Microsoft calls out apparent ESXi vulnerability that some researchers say is a ‘nothing burger’ 

A range of cybercriminals engaged in extortion and ransomware attacks are exploiting what researchers with Microsoft described as a vulnerability in VMware’s ESXi hypervisor, according to a blog posted Monday.

The vulnerability allowed attackers to add users to an attacker-created admins group, which could then facilitate full administrative permissions on domain-joined ESXi hypervisors, according to a blog post by Microsoft Threat Intelligence.

Others have pointed out that the “vulnerability” is, in fact, a “well known feature” in VMware vSphere that has been documented and discussed for more than a decade, and that attackers abusing the technique in the wild would already have deep access into a victim’s environment.

Nevertheless, researchers with Microsoft said the technique is being abused by highly effective cybercriminal operations as part of extortion and ransomware operations.

The vulnerability, tracked as CVE-2024-37085, impacted VMware ESXi, VMware vCenter Server and VMware Cloud Foundation and was updated June 25, according to Broadcom, VMware’s parent company. The Cybersecurity and Infrastructure Security Agency added the CVE to its Known Exploited Vulnerability Catalog on Tuesday.

To exploit the vulnerability, attackers ran commands to create a new “ESX Admins” group, followed by adding a new user to that group. “Successful exploitation leads to full administrative access to the ESXi hypervisors, allowing threat actors to encrypt the file system of the hypervisor, which could affect the ability of the hosted servers to run and function,” the researchers said. “It also allows the threat actor to access hosted VMs and possibly to exfiltrate data or move laterally within the network.”

Christian Mohn, a chief technologist with Proact IT Norge AS in Norway, called the CVE a “nothing burger” in his own blog post Monday. He told CyberScoop in an online chat Tuesday that this is a “feature and not a bug.” He added that he’s glad VMware is “removing this — it’s pretty much a feature no one uses anymore and less moving parts that can be misfigured is a good thing. But calling it an exploit is stretching.” 

Broadcom did not respond to requests for comment. 

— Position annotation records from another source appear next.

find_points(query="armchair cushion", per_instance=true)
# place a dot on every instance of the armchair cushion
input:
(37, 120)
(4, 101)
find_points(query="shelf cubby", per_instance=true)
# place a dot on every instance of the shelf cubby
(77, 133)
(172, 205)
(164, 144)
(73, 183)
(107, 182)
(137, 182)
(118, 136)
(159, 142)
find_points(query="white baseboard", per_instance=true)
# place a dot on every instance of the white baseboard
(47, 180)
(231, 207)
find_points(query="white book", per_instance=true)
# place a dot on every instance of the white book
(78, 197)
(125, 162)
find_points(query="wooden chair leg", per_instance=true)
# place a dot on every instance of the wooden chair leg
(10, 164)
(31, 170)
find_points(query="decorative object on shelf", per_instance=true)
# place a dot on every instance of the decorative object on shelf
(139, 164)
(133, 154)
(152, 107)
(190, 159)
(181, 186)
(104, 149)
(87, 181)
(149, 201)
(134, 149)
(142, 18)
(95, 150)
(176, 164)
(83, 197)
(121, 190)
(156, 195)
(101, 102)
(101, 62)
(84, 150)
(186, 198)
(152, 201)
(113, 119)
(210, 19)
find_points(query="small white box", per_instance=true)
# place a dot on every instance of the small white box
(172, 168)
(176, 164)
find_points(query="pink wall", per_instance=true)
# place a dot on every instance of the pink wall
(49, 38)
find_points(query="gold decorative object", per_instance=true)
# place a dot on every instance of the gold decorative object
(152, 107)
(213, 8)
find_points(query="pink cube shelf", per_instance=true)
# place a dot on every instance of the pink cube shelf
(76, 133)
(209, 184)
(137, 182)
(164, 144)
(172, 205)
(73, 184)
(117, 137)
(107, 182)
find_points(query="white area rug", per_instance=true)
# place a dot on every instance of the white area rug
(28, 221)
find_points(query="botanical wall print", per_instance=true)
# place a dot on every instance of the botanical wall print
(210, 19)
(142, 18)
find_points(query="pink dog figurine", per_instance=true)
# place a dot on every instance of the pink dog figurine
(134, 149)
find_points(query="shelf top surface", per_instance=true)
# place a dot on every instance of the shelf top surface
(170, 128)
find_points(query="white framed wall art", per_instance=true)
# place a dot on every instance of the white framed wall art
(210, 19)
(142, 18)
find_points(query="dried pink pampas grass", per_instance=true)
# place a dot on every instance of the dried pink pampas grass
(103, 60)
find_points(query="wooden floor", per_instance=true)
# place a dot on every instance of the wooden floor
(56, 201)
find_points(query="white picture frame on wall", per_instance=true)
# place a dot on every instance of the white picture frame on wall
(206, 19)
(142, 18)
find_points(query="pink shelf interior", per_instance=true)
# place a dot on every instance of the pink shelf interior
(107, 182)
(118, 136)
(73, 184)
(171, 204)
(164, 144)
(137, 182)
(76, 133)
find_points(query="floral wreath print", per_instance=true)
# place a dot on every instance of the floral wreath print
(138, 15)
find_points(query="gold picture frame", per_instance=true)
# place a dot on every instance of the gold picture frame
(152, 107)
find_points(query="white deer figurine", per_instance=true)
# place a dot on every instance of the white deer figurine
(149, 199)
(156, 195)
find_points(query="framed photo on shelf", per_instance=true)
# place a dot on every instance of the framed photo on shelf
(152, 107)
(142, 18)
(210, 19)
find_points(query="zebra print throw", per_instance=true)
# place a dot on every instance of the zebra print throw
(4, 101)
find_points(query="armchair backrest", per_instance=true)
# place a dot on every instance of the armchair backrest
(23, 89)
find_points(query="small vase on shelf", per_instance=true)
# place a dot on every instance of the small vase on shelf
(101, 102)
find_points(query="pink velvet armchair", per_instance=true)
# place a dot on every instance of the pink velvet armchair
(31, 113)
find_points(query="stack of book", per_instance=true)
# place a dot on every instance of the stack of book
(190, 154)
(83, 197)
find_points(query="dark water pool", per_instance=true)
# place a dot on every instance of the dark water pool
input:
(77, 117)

Sherrod DeGrippo, Microsoft’s director of threat intelligence strategy, told CyberScoop in an email Tuesday that the company worked closely with VMware to disclose the vulnerability and provide proof of concept, and that the finding was issued a CVE ID and VMware released a patch and patch guidance for it along with “multiple vulnerabilities.” 

“Ransomware is a significant, high-severity threat being used by threat actors across the landscape, [and] organizations should be aware that exploitation of this vulnerability could result in ransomware or other malicious activity,” DeGrippo said. “Ultimately, this disclosure falls within Microsoft’s mission to keep organizations more secure and better informed.”

ESXi has become a “favored target for threat actors” in recent years, the Microsoft researchers said, likely due to its popularity in corporate networks, many security products’ limited visibility and protections for an ESXi hypervisor and the ability for ransomware attackers to more quickly encrypt a number of virtual machines. 

Various clusters of cybercriminal activity and ransomware variants tracked by Microsoft offer ESXi encryptors, the researchers noted, including Black Basta, Babuk, Lockbit and Kuiper. Incident response engagements involving the targeting and impacting of ESXi hypervisors “have more than doubled” in the past three years, the researchers added.

In one example, a ransomware operator tracked by Microsoft as Storm-0506 exploited the vulnerability during an attack on an unidentified engineering firm in North America that involved the deployment of Black Basta ransomware. 

Other clusters of cybercriminal activity have abused the technique, including the group tracked as Octo Tempest, a reference to an ecosystem of cybercriminals known as “the Com,” but also referred to by the CrowdStrike-given name “Scattered Spider.”

The group is known for attacking major international targets, including MGM Resorts and Clorox. A top FBI official recently listed Scattered Spider as a top-three cybersecurity threat, alongside China and Russia’s foreign intelligence agency.